BioWorld International Correspondent
LONDON - Lectus Therapeutics Ltd. raised £8.2 million (US$14.3 million) in a first round funding that the company claims is the largest seen in Europe since 2004. The money will support development of the company’s second-generation ion channel modulators, enabling it to take the lead product into the clinic within the next three years.
"It is very big for a first round - I think this is down to our combination of good technology, market need and strong technology," CEO Roland Kozlowski told BioWorld International. "This will position Lectus to lead a paradigm shift in ion channel drug discovery and development."
Lectus attracted the venture arms of two of the largest pharmaceutical companies in Japan - Takeda Pharmaceutical Co. in Osaka and Astellas Pharma Inc. in Tokyo - to invest in the round, which was led by Sofinnova Partners and Quester.
Astellas was formed in April through the merger of Fujisawa and Yamanouchi.

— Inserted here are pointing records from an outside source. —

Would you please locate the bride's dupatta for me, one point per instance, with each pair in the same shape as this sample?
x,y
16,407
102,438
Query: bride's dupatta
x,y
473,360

In March 2004, Takeda kick-started Lectus, putting £1 million in as a convertible loan just nine months after the company was spun out of Bristol University.
Attracting the backing of two Japanese pharma companies, "represents a tremendous endorsement of the company’s scientific and commercial strategy," Kozlowski said. "This will open up further business development opportunities in the Far East and will also help us in the West."
Lectus has developed a functional proteomics platform for the discovery of ion channel modulators called Leptics (Leveraged Enabling Proteomics Technology for Ion Channel Screening) - a high-throughput system, consisting of correctly folded functional ion channel accessory proteins, immobilized on a solid surface.
In addition to overcoming the traditional difficulties of handling and working with ion channels, Leptics is expected to enable the discovery of more selective, and therefore pharmacologically distinct, compounds.
Lectus’ in house programs are focused on angina, pain and urinary incontinence. "This funding round will enable us to take one compound to Phase I, with a backup program going into preclinical development," Kozlowski said. The lead program is likely to be the incontinence product.
Lectus aims also to use the Leptics platform to attract pharmaceutical partners. "I want to stress we are not a services company; Leptics is generating interest among pharma companies and we want to do deals around our compounds," Kozlowski said.